Soil carbon sinks resulting from sequestration activities are not permanent and will continue only for as long as appropriate management practices are maintained. If a land management or land-use change is reversed, the carbon accumulated will be lost, usually more rapidly than it was accumulated (Smith et al., 1996). For the greatest potential of soil carbon sequestration to be realized, new carbon sinks, once established, need to be preserved in perpetuity. Within the Kyoto Protocol, mechanisms have been suggested to provide disincentives for sink reversal, i.e. when land is entered into the Kyoto process it has to continue to be accounted for and any sink reversal will result in a loss of carbon credits.
Soil carbon sinks increase most rapidly soon after a carbon-enhancing land management change has been implemented, but soil carbon levels may decrease initially if there is significant disturbance (e.g. when land is afforested). Sink strength (i.e. the rate at which carbon is removed from the atmosphere) in soil becomes lesser with time as the soil carbon stock approaches a new equilibrium. At equilibrium, the sink is saturated: the carbon stock may have increased, but the sink strength has decreased to zero.
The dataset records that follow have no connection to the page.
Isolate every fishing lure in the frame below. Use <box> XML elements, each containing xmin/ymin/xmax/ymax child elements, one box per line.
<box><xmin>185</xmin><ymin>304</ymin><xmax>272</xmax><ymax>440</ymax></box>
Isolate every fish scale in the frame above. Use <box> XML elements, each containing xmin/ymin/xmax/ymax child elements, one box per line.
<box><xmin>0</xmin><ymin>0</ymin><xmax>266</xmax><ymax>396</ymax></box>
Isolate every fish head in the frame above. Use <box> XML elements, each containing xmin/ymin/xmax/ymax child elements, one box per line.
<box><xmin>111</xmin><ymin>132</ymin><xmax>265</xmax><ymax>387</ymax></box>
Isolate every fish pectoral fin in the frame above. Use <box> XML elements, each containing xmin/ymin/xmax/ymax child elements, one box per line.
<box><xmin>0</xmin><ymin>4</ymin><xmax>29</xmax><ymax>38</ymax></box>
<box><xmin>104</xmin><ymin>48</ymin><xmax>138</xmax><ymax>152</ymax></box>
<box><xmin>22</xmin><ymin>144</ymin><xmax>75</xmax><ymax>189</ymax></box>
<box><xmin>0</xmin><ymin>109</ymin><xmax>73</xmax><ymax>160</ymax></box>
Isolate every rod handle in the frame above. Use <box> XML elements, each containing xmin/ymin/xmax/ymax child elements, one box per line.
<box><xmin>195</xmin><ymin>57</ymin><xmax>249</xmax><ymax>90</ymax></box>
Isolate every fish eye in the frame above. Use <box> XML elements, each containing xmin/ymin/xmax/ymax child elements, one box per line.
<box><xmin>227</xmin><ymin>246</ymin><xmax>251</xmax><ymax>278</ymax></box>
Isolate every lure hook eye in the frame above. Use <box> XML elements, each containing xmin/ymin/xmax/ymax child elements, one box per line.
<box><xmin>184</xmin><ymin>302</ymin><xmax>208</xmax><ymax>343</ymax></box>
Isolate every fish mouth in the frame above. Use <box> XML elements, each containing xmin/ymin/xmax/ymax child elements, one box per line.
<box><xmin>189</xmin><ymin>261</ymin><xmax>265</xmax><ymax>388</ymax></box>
The time taken for sink saturation (i.e. new equilibrium) to occur is highly variable. The period for soils in a temperate location to reach a new equilibrium after a land-use change is ~100 years (Jenkinson, 1988; Smith et al., 1996) but tropical soils may reach equilibrium faster. Soils in boreal regions may take centuries to approach a new equilibrium. As a compromise, good practice guidelines give 20 years for soil carbon to approach a new equilibrium (IPCC, 1997; Paustian et al., 1997).